Schon damals war er nicht sonderlich populär in der Stadt. Umso
kurioser war es, dass Büyükşehir Belediyespor im großen, mehr als
80.000 Zuschauer fassenden Olympiastadion spielte. Ich selbst hatte
im Januar 2007 die Ehre, dort ein Heimspiel vor 300 Zuschauern zu
sehen. Es war gespenstisch. Dass der Verein in die 1. Liga aufstieg,
spielte Erdoğan sehr in die Karten. 2013 kam es zu den berühmten
Protesten im Istanbuler Gezi-Park, der von den Ultras der drei großen
Istanbuler Vereine (Beşiktaş, Galatasaray und Fenerbahçe)
angeführt wurde. Erdoğan erkannte, dass diese Vereine und vor allem ihre Kurven eine ernsthafte Gefahr für seine Regentschaft darstellen könnten. Sein Ziel daher: Weitere Istanbuler Erstligisten
erschaffen, die politisch auf seiner Seite stehen und einen Gegenpol
zu den drei Großen bilden. Büyükşehir Belediyespor wurde also in
den Stadtteil Başakşehir verpflanzt, bekam einen neuen Namen und
ein super-modernes Stadion. Geblieben ist zwar die Vereinsfarbe
Orange, ansonsten ist aber alles auf Erdoğan zugeschnitten. Sogar
die Rückennummer 12 wird nicht mehr vergeben, weil der umstrittene
Staatspräsident ein solches Trikot bei der Stadioneinweihung trug.

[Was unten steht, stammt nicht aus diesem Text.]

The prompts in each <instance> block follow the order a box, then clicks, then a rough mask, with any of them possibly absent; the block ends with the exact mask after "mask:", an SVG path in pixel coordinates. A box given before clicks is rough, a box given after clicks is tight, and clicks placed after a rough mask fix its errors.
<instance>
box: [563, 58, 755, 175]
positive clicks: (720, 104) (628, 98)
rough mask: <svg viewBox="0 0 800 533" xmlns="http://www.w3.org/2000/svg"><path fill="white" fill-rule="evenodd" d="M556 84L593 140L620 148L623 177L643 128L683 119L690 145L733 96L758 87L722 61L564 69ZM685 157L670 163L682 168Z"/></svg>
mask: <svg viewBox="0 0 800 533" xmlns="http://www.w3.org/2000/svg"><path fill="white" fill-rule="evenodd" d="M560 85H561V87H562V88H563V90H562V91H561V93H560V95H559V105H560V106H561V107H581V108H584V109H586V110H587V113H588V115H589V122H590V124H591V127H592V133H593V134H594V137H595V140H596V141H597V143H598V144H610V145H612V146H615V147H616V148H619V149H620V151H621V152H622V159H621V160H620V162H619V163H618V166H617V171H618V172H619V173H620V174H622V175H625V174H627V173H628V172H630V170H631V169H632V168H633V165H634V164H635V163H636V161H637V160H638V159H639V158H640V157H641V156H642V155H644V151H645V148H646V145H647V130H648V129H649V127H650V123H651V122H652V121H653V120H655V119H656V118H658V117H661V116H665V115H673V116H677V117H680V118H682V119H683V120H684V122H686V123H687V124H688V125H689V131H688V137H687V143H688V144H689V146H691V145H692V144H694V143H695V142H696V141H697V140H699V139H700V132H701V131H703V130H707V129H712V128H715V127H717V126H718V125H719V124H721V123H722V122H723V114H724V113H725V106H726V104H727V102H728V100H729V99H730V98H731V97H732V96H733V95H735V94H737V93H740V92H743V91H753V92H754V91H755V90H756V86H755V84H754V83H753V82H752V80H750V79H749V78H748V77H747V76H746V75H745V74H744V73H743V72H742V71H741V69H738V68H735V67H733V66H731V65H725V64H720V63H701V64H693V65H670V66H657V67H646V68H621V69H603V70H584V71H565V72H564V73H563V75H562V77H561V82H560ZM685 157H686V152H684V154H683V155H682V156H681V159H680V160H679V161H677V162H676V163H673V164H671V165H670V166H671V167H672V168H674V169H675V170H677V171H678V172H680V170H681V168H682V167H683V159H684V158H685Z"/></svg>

Ganz schön schrullig. Das Problem: Keiner will den Verein sehen.
Obwohl man die Süper Lig mittlerweile dominiert und aktuell
Tabellenführer ist, bleibt das Stadion leer. Heute gegen Galatasaray
würde es voll werden, allerdings mit Galatasaray-Fans – und das
kann man sich nicht erlauben. Dieses Prestige-Objekt darf kein
Auswärtsspiel im eigenen Stadion haben. Da lässt man das Stadion
lieber leer. Es kommen also nur die Leute ins Stadion, die eine
Başakşehir-Passolig besitzen. Nicht einmal mit einer neutralen
Passolig kommt man ins Stadion. Feines System, das sich die Aktif
Bank da ausgedacht hat. Ein Hinweis noch an die Leute, die sich jetzt
sagen, dass man sich dann halt eine zweite Passolig kaufen soll: Das
geht nicht. Man muss bei der Beantragung die Passnummer angeben. Bei
der Abholung der Passolig muss der Reisepass vorgezeigt werden und
die Daten werden abgeglichen. Eine zweite Passolig ist nur dann
möglich, wenn man einen zweiten Reisepass besitzt.